するとそこには、入り口で立ち聞きをしていたのであろう家族たちが。
お客様との会話を盗み聞きするなんて、なんていう失礼を……
…って、今そこじゃなくて。
「…え、ええと…?」
「…まあ、急がないから、まだいいんだ。
アルマには、僕がもう十二歳のままじゃないってことをこれからゆっくりわかってもらわないといけないし、僕は絶対に諦めないしね。
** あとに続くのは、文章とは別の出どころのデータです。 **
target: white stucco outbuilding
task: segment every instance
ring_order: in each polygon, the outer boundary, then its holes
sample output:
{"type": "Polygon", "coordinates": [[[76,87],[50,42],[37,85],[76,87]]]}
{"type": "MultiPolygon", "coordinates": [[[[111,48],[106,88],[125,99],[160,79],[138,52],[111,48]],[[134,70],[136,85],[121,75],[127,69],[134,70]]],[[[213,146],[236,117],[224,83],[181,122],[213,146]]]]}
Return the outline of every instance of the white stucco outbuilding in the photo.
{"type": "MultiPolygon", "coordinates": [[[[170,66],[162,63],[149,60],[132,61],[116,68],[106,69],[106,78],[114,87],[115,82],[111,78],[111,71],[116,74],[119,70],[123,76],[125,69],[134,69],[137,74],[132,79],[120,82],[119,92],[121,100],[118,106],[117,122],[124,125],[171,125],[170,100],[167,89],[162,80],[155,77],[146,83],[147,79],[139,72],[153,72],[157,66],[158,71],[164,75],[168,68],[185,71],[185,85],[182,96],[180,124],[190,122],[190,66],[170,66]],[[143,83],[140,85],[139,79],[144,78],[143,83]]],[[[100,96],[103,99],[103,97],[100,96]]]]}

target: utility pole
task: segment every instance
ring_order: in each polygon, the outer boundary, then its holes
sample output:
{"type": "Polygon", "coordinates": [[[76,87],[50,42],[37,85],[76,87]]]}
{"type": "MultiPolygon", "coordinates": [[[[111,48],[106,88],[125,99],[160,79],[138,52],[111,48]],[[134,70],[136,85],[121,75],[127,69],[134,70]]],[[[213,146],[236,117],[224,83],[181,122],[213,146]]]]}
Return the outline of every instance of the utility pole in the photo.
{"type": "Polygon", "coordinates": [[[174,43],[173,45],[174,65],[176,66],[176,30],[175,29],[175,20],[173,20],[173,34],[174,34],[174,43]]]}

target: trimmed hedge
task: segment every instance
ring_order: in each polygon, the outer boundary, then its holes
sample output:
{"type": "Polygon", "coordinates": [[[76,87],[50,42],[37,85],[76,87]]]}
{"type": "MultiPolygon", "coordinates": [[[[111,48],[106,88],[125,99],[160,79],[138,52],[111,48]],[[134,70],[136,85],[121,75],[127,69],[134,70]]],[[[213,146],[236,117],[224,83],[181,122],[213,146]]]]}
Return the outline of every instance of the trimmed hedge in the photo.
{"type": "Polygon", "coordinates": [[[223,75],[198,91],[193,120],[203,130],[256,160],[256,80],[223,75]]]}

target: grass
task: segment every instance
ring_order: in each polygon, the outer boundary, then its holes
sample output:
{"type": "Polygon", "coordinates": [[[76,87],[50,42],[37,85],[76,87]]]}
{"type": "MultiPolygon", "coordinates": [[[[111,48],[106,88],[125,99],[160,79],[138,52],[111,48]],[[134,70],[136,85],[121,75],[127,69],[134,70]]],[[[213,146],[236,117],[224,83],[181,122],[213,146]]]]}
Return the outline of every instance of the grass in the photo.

学院も卒業したことだし、これで思う存分、アルマを口説ける。」
ま、まったく、展開についていけません…!
が、なんだか嬉しそうなウィルのたくらみ顔が、やっぱり可愛くて、…そしてなんだかちょっと色っぽく見えて、何故か頬が熱くなってきてしまいました。
あ、暑いのかな…!?
頬をごしごし擦る私の手首を掴んで、ウィルの顔が近づいて――
ちゅっと、頬に触れる熱。
「大好きだよ、アルマ。昔からずっと。」
…申し訳ないことですが、どうやらそこで気を失った私は、その先の記憶が全くないのですけれども――。
私とウィルがその後どうなったか、それはまた、別の機会にお話しいたしますね。
お読みいただきありがとうございました。
ひっそり文章を書き続けてきましたが、こうして投稿させて頂くのは初めてのことで、わからないことばかりでしたがとても楽しく書けました。
どなたかおひとりでも、面白かったなと思っていただけたら、これ以上ない幸いです。
今後も、自分の好きなものを好きなように書いていきたいと思います。
またお会いできる日を楽しみに。